Ja, das war vorherzusehen.

Allerdings wohl noch nicht für Thomas J. Watson, IBM Vorstandsvorsitzender, der 1943 prognostizierte „… dass es einen Weltmarkt für vielleicht fünf Computer gibt.“ 40 Jahre später, 1983 war sich Steve Jobs schon sicher, dass jede Schule mit Computern ausgestattet sein wird.

Die Industriegesellschaft hat sich in eine Konsumgesellschaft transformiert, damit einher ging auch die Wandlung in eine Informations- und Kommunikationsgesellschaft.

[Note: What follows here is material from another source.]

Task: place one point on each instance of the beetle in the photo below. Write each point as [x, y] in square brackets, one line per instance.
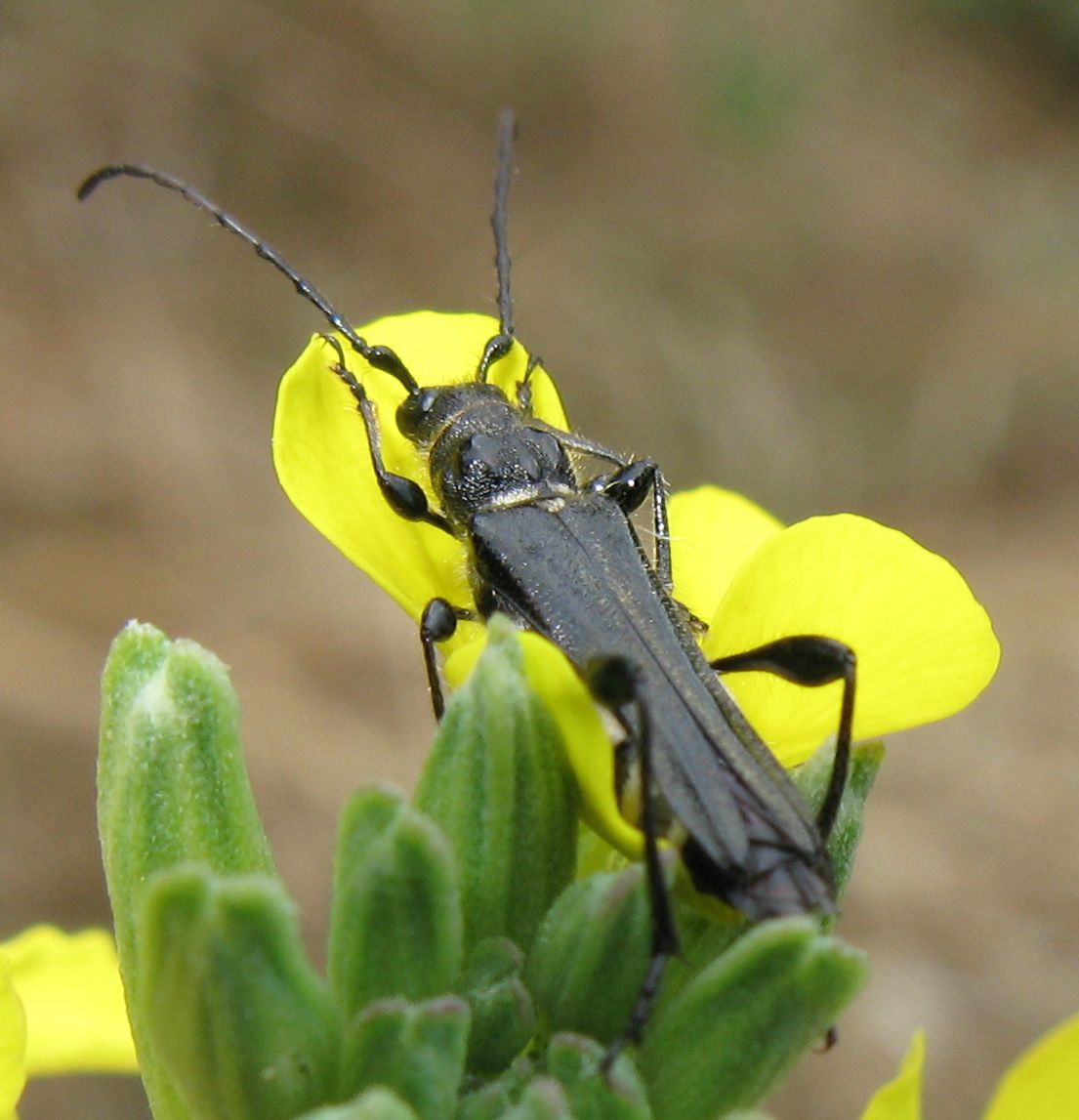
[556, 549]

Informationen und Kommunikation sind zu Werten geworden, die dauernd in einem ideellen und kommerziellen Austausch sind.

Diese Entwicklung hat mit dem Aufkommen der sozialen Medien eine enorme Dynamik und Verbreitung erhalten, aus der eine neue, komplex vernetzte Kommunikationsdistribution entstanden ist. Die Apps sind die Treiber in diesem neuen mobilen Kommunikations- und Wirtschaftssystem.

Welchen Einfluss haben Smartphones, Apps und das mobile Internet auf die Kunst?

Zunächst muss man in Erinnerung rufen, dass die Kunst und Kultur einen großen Einfluss auf die Entwicklung des Personal Computers und des Mobile Computing hatte. Die Anfänge von Apple und Co im Silicon Valley standen in enger Beziehung zum Flower Power der Hippiekultur und zur Counterculture (Gegenkultur) der Beat Generation in der San Francisco Bay, die alle möglichen Experimente zur Bewusstseinserweiterung machten unter Einsatz von psychedelischen Drogen bis zu technischen Medien.

 

Die Entwicklung des Personal Computers aus den Riesenrechenmaschinen der Unternehmen ist daraus eine logische, auf das Individuum angepasste Entwicklung. Die graphische Benutzeroberfläche, GUI Graphical User Interface, die es nun auch jedem Laien möglich machte, einen Computer zu bedienen, wurde von einer Künstlergruppe am Xerox Parc entwickelt. Hinzu kam das Design der 60er und 70er Jahre. Ohne den coolen Minimalismus der deutschen Designer Dieter Rams und Hartmut Esslinger hätten die Apple-Produkte, vom Macintosh bis zum iPhone, nicht einen so unvergleichlichen Siegeszug antreten können.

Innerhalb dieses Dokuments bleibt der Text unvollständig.